Barry reacted by throwing his metal lunch box at the bully. That was enough for the bully who pulled him away from the table and threw him onto the floor. He fell onto Barry and began raining blows upon him as Barry tried to cover his face.
When the teacher and the principle got there Barry was barely conscious and was no longer resisting. He was transported to the hospital with two broken ribs, broken nose, and jaw.
The bully was permanently suspended and handed over to juvenile authorities.
Barry was in fifth grade when he found out where the bully was living and going to school. The simmering anger he carried for two years over his beating was boiling over. He skipped school one day and went over to the other side of town to Chapel Hill Elementary.
He knew the bully was going there because he was playing football, and his team played Forrest School Elementary. Barry went to all the school games with his friends. When he first saw the bully playing a plan began forming in his head.
Today was the day. He was going to follow him home. He knew the route the bully took walking home. His trip took him through a community park where Barry waited for him with a baseball bat.
It was dusk and the bully looked tired, carrying his football pads and helmet like they were made of lead. It was a long practice.
Barry stepped out from behind a tree as he passed and took a solid swing of the bat to the bully’s skull. He never knew what hit him. When Barry was done he was barely recognizable as a human being.
That’s when Barry realized he liked the power he felt when murdering someone. It was a shot of adrenaline unlike anything he’d experienced before. He became an instant addict. His next kill, also in Chapel Hill, came a month after the bully’s demise.

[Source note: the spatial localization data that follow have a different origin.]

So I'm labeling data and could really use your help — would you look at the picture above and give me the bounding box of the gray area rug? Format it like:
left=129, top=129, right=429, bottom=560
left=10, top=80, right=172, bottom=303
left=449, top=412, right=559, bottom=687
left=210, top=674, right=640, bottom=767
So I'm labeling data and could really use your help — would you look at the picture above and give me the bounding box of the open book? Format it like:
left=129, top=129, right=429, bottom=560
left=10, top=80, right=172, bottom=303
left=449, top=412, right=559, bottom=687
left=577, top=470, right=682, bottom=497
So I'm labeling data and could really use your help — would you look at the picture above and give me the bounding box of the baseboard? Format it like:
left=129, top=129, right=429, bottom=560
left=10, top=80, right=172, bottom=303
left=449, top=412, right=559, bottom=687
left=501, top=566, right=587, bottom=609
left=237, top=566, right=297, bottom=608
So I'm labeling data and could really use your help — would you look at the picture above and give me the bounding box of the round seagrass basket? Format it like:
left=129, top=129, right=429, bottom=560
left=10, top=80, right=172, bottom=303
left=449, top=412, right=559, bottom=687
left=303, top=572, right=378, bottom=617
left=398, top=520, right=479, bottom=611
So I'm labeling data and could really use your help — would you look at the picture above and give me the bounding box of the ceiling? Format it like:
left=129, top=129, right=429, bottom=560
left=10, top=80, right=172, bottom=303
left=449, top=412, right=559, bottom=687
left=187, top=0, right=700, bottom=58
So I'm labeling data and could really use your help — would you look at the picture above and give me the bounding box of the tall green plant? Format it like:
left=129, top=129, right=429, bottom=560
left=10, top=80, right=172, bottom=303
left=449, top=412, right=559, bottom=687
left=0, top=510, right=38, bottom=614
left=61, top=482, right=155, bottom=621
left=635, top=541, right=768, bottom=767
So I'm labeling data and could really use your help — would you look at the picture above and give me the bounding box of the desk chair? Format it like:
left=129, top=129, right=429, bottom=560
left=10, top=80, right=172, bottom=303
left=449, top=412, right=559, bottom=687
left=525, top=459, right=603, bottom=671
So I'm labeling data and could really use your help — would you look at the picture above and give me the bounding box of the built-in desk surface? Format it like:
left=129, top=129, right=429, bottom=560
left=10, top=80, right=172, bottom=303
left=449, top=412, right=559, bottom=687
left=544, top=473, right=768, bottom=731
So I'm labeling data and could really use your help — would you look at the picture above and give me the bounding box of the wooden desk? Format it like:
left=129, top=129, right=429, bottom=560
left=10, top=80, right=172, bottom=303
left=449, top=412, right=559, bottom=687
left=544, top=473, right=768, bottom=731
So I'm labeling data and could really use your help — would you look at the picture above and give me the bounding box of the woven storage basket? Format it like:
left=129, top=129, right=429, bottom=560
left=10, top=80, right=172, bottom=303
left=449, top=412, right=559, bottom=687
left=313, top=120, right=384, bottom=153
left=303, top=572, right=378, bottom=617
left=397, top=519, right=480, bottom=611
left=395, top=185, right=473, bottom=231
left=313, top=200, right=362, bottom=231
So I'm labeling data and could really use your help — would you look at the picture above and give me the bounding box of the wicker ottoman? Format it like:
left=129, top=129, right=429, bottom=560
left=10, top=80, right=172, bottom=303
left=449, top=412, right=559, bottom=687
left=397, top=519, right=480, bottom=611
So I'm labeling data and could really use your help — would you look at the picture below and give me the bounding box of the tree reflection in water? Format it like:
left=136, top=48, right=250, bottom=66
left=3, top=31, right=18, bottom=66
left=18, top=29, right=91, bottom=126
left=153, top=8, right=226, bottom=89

Word spread. There was a serial killer in Chapel Hill. The police and detectives came up with numerous profiles but no evidence on either case. School authorities warned students to not walk home alone. If they needed a ride the school provided it.
Barry’s parents, both community leaders, saw to it that he no longer walked to school. Who knew if the killer would strike at his school next? Chapel Hill Elementary wasn’t that far away.
One day, Barry brought some rat poison pellets that he ground-up to school. He went to the cafeteria as usual after second period to help set up for lunch. It was part of a good citizenship program the school had, and that he’d been in for two years.
That morning he got there early, and unobserved by the lone cook, he poured the contains of his baggie into the pot of chili.
Still undetected, he left and came back twenty minutes later when the other volunteers arrived. The woman in charge of the cafeteria gave them all chores to do. A normal morning.
Later that afternoon the reports began coming in. Two students died after eating food in the cafeteria. Then more students were reportedly rushed to the nearby hospital with signs of poisoning.
By the time the authorities figured out what killed the sixteen students it became the crime of the decade. The police utilized every resource and never gave up looking, but the days turned into months with no leads.
Barry’s thirst for blood got worse. He stole a machete out of a friend’s garage and beheaded a kid that he knew since 3rd grade, that lived right down the street from him.
His reign of terror in Marshall County came to an end abruptly a week later when a car ran through a red light and hit him in the crosswalk. He died instantly.
Family, friends, and his classmates at Forrest School Elementary went to Barry Lee’s funeral. He was remembered as a good kid, and a good student.
As It Stands, irony is a fact of life. So his evil.
Haha! Irony indeed. Or maybe karma… he got off easy, though. Very easy.